Last Thursday1 a new analysis of the main “tipping elements” in the Earth system was published in Science.2, 3 The paper and its supplementary materials provide data on likely thresholds and effects of all the main tipping elements that have been discussed in the literature of the past two decades. Furthermore, the supplementary materials also discuss a number of other feedback effects that have been suggested as tipping elements before, but that turn out to be too gradual to be properly classified as such. These effects are at least as important, however, and tend not to be (fully) included in common predictions of average global warming due to a change in atmospheric CO₂ and other greenhouse gasses either.
To give some examples, Armstrong McKay and colleagues predict that the best estimate for the threshold (i.e. the “tipping point”) for collapse of the West Antarctic Ice Sheet (WAIS) is 1.5°C (above pre-industrial – we’re at 1.1 or 1,2 now, depending on who you ask) with a minimum threshold of 1°C and a maximum of 3°C. It will take about 2000 years before the full effects thereof are felt (uncertainty range: 500~13,000 years), and these effects include 0.05°C of average global warming, 1°C of local warming, and an unmentioned rise in sea levels. (The latter is outside the scope of the paper, but can be easily found elsewhere.) For Amazon rainforest dieback, the estimated threshold is 3.5°C (min. 2°C; max. 6°C) with full effects in 100 years (50~200 years). These effects include further global warming between 0.1°C and 0.2°C degrees depending on whether the dieback is partial or complete, and 0.4~2°C locally.

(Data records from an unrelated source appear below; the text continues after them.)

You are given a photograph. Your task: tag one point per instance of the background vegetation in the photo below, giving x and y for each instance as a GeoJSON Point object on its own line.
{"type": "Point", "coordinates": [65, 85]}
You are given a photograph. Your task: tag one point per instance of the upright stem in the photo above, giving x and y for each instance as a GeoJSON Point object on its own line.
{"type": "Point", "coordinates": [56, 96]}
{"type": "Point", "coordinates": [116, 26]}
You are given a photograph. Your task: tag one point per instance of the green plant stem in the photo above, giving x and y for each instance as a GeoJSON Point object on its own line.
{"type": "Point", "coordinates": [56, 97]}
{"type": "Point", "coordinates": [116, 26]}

Not all tipping elements are positive feedbacks, like these two examples, however. Changes in currents in the (northern) Atlantic ocean will have negative effects. A collapse of the Atlantic Meridional Overturning Circulation (AMOC) would lead to approximately 0.5°C of global cooling and local cooling effects of 4 to 10°C. The best estimate for the threshold of AMOC collapse is 4°C (1.4~8°C), so this is merely a relative cooling effect – everything else being equal, it would only reduce that 4°C of warming by 0.5°C.

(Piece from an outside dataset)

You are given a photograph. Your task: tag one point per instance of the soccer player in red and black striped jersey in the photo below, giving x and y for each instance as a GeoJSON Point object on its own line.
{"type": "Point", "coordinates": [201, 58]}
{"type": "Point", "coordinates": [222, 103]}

Furthermore, not all tipping elements are equally important if we’re just concerned with temperature predictions. For example, coral reef die-off is estimated to occur at 1.5°C (1~2°C), but is not expected to have any (direct) effects on global or local temperature.4 The aforementioned WAIS, but also the collapse of the Greenland ice sheet are “irrelevant” for a very different reason: the timescales of their effects are so long (and their warming effects so small) that by the time full effects are reached average global temperatures will already be significantly lower than at their peak, so no additional warming – relative to that peak level – occurs.5 In temperature predictions, such tipping elements can, therefore, be ignored. That doesn’t make these tipping elements any less relevant in other ways, however. Melting of WAIS and the Greenland ice sheet will result in average global sea level rise of somewhere between 12 and 17 meters (but this will probably take about 10,000 years, although the minimum timescale estimate is a mere 1000 years).

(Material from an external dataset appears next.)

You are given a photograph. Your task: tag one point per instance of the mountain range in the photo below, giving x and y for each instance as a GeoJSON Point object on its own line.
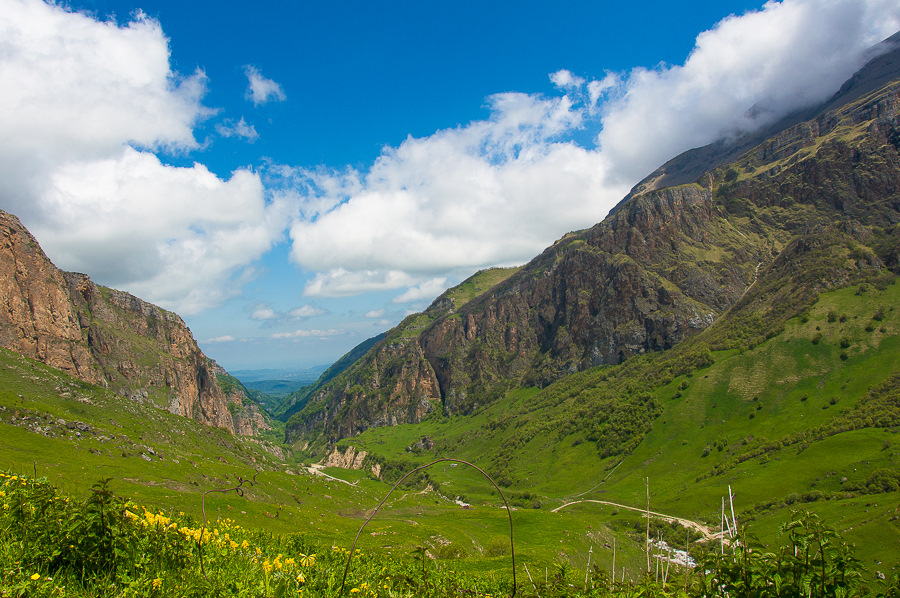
{"type": "Point", "coordinates": [732, 323]}
{"type": "Point", "coordinates": [744, 233]}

As mentioned, in addition to tipping elements, Armstrong McKay and colleagues also discuss a number of other important feedback effects that turn out not to be tipping elements strictly speaking (mostly in the “supplementary materials”). By far the most important of these are weakening of the global land carbon sink and gradual thaw of the boreal permafrost. These two feedback effects are expected to kick in at around 2 and 1.5°C of average global warming, respectively, and to contribute 0.13°C and 0.21°C per degree of warming. Furthermore, abrupt permafrost thaw (which is classified as a tipping element) adds another 0.11°C per degree of warming. These three feedbacks dwarf all of the tipping elements, especially at levels of warming above 4°C,6 although the two permafrost thaw effects decrease by 21% for every degree of warming.
The question I am most interested in is how much additional warming we can expect due to these tipping elements and feedback effects. That, however, is not so easy to say. The data isn’t provided in a form to readily infer this, there are very many uncertainties and some of those aren’t quantified, making it hard to combine the data, and even if everything would be quantified, the statistical technique required to combine all of the tipping elements and feedbacks into a single probability plane (some Monte Carlo-based technique) is not something my laptop can handle. (And neither do I have such specialized software.) That doesn’t stop me from trying to get some usable prediction by means of some shortcuts, of course. If you’re dealing with many risks that are of comparable size, then you can just sum the products of the probabilities and effects of all of these risks to get a decent estimate of the overall risk you’re dealing with. (In this case, this has to be repeated at very many different levels of warming, but that’s easy in a spreadsheet.) It’s not really appropriate to use this shortcut here, but it gives a rough indication, at least, and by fluctuating thresholds and effect sizes, some indication of uncertainty ranges can be gathered as well.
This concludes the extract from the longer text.